I have a server with 150GB of diskspace. Today I uploaded a dataset of 30GB. I cancelled the import due to internet dying, then noticed there was 29GB of space missing in the database (meaning the CSV was uploaded, but not deleted when I broke the operation). When uploading the data once again, it broke again and I lost another ~25GB. Now there isn't enough free space to upload the data.
This is hosted on AWS RDS, Postgres 10.6.
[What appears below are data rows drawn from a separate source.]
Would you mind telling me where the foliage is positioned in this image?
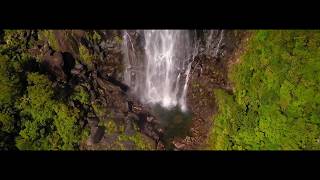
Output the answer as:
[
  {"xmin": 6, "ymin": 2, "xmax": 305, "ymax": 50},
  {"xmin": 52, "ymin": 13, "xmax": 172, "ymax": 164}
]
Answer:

Is there a way to fix this? I read about VACUUM
. But will this delete records? I'm hosting at the moment ~70GB of data and don't want to lose any records. What's the best way to go about this?
1 Answer 1
PostgreSQL leaves dead data in the table; the space can be reused, but the files won't shrink (significantly).
The official method to reclaim space is VACUUM (FULL)
, but that rewrites the whole table, which will be unavailable for any access during that time. There are extensions called pg_squeeze
and pg_repack
which do the same thing with less disruption "behind the scenes".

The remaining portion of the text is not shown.